Plant-Microbial Ecology
My work investigates how microbes are affected by their environmental conditions and in turn how this interactions between microbes and the environment impacts plant performance. I combine field collections, manipulative experiments, microbial sequencing and multivariate statistical analyses to understand these plant-microbial-environmental relationships.
Diversity and Structure of Soil Fungal Communities across Experimental Everglades Tree Islands
Everglades tree islands are an imperiled ecosystems. I collected soil samples across multiple tree islands that varied across environmental gradients and sequenced the fungal community. I found that relative water level is the greatest predictor of fungal community composition and diversity. These findings can have consequences for hydrological management decisions in the future.
Hydrology shapes microbial communities and microbiome-mediated growth of an Everglades tree island species
In this project I manipulated the hydrological conditions and microbial conditions of a tree island native strangler fig (Ficus aurea) to understand how the interactions between microbial communities and hydrology impact plant performance. I found that hydrological treatment changed microbial community composition especially of certain bacteria important for nitrogen cycling (Rhizobiaceae). These changes in microbial community also had cascading effects on plant root growth.

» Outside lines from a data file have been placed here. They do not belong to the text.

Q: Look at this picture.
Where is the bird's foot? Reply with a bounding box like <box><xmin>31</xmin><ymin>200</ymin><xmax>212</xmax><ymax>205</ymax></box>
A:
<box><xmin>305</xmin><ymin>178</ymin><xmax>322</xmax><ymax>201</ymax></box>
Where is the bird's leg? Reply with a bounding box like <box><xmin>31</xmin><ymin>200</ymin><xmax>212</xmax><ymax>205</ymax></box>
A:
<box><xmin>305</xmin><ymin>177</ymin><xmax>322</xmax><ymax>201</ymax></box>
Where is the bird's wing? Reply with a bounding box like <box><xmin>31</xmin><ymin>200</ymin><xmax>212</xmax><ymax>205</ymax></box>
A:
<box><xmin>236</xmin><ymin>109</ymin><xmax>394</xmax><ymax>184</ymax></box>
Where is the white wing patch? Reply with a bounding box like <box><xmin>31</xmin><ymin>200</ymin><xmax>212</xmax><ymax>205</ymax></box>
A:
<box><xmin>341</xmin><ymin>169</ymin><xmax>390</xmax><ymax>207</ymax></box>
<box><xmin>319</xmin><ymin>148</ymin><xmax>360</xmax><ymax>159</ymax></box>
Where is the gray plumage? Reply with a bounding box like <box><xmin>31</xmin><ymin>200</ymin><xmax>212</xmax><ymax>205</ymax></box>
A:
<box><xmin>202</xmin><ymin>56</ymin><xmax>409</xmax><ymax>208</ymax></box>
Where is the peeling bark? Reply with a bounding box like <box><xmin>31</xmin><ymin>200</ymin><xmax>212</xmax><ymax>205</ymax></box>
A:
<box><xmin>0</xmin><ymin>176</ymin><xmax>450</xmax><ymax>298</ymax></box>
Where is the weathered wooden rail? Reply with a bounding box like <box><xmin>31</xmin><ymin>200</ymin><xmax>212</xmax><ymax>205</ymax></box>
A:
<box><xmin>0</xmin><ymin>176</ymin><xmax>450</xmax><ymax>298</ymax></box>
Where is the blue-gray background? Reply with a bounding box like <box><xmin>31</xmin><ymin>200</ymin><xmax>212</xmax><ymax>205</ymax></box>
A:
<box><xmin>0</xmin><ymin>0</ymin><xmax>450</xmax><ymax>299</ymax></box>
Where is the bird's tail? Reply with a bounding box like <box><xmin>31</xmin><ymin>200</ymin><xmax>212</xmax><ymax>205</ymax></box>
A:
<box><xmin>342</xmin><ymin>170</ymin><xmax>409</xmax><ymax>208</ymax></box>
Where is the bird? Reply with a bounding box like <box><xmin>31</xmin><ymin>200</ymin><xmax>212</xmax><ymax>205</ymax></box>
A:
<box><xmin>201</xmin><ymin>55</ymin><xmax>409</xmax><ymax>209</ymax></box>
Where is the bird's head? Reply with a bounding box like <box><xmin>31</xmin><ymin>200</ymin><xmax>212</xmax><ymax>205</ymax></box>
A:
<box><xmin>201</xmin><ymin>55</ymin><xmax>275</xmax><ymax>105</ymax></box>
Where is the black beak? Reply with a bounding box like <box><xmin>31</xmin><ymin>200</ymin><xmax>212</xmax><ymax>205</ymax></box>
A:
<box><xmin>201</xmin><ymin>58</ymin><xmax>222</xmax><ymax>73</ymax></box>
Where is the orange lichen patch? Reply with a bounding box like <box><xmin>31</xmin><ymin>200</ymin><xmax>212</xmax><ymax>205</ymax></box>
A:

Foliar fungal diversity effects on host plant performance
Our understanding of the effects of foliar fungal communities on their plant hosts is limited to manipulative studies that investigate pairs or trios of fungi. In this study I manipulated synthetic communities of foliar fungi to understand how different levels of community diversity impact plant performance. There was a quadratic relationship between plant performance and number of fungal inoculants. Plant growth often responded non-additively to greater diversity communities exceeding the expected outcomes as determined by singly inoculated plants.
Not that kind of tree: Assessing the potential for decision tree–based plant identification using trait databases
Advancements in machine learning and the accessibility of "big data" have created an opportunity to improve trait based plant identification. We used decision trees inducted with 16 plant traits and assessed how well the algorithm classified species into genera from test data. 89% of species were correctly classified into their genera demonstrating the flexibility of decision trees to classify new species into genera within the tree. The proportion of information missing from the trait data was significantly related to the amount of information gained by using that trait in the decision tree. This project was done in collaboration between myself and my advisor and computer scientists.